Here are some examples of how your donations are helping shelters and rescue groups, in the organizations’ own words.
The donation was used for our outreach program, Puppies Without Borders. We rescue battered puppies and street dogs from Mexico every week. We used the funding for vet care and cancer treatments.
It helped tremendously, especially for Stormy, who had just delivered puppies and had a huge tumor on her uterus. Without veterinary help, she and her puppies would have died.
This grant helped four dogs survive.
Stormy is a large Doberman mix who was wandering the streets of Tijuana, very pregnant and ready to deliver. Sadly, Stormy had a huge tumor that was infected and getting worse. Thanks to your grant, we were able to take her off the streets, start her with her chemotherapy, and have foster families care for her puppies. She is a gorgeous dog and Storm and her puppies are now thriving and in secure homes.
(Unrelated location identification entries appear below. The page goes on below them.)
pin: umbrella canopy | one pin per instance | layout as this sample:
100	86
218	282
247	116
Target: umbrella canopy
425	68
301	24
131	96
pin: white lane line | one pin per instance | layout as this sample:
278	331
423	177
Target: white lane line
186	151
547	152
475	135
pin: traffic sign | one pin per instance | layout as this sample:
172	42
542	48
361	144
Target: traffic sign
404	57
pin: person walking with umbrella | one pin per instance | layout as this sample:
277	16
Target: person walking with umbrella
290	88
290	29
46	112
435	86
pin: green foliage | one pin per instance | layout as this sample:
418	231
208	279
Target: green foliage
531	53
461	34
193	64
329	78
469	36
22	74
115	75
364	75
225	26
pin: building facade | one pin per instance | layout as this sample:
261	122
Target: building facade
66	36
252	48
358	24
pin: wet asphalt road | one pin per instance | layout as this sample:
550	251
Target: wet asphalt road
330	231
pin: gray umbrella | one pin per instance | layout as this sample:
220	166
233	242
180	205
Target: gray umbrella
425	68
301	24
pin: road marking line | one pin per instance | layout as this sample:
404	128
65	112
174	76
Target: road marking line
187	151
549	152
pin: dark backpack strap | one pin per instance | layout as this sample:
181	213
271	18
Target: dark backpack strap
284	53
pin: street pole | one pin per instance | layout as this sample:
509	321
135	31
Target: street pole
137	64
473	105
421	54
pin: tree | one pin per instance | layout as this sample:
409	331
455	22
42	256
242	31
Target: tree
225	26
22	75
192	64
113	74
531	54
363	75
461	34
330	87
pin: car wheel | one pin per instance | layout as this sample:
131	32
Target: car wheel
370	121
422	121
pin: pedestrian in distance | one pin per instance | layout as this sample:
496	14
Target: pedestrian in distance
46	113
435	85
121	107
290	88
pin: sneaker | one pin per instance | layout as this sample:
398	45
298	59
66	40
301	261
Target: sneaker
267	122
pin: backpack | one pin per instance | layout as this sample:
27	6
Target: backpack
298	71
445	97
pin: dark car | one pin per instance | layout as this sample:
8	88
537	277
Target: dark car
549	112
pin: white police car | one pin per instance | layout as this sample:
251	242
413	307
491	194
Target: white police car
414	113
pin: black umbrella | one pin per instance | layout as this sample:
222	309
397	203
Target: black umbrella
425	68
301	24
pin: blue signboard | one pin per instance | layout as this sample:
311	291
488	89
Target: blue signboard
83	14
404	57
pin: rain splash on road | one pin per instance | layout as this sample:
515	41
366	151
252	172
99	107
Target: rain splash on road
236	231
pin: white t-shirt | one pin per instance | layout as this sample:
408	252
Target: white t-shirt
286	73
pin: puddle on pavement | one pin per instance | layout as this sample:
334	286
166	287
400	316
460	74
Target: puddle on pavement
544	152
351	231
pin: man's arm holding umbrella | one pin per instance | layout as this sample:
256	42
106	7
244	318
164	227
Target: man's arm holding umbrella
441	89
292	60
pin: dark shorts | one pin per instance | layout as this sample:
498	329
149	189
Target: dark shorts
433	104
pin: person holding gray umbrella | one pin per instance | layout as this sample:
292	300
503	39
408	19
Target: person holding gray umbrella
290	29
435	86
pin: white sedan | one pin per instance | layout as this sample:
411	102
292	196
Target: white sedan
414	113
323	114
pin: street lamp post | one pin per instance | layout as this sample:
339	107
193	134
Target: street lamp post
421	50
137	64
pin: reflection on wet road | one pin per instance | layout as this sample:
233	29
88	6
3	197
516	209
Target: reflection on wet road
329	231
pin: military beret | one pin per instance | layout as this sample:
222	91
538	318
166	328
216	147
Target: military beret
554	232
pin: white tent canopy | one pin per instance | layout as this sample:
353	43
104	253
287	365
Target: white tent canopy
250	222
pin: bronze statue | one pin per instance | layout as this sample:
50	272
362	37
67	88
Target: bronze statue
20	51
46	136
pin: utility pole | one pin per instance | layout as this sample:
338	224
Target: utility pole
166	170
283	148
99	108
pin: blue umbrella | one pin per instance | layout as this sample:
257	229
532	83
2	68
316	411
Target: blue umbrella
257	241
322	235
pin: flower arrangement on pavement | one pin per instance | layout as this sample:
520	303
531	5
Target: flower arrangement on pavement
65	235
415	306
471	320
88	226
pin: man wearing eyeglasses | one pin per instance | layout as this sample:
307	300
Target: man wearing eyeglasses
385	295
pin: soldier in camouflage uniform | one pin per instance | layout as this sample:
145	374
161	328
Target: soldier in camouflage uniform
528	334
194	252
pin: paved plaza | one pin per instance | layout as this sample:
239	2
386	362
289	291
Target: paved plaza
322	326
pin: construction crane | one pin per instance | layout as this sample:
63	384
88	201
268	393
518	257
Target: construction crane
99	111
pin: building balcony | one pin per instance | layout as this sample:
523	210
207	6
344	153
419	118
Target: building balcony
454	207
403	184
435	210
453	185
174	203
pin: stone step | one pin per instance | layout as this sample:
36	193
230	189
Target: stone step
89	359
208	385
The money was used for a year’s worth of insulin and needles for a diabetic senior dog.
This grant helped a diabetic senior dog be more adoptable because a year’s worth of her necessary medication was paid for.
Tiny is a senior miniature-pincher mix who spent 134 days in the rescue before finding her forever home. She was originally adopted shortly after she got to us from a shelter in Kentucky, but was returned after she was diagnosed diabetic. She LOVES everyone and had experience living in a home, but people were consistently deterred from adopting her because of her health and medical expenses.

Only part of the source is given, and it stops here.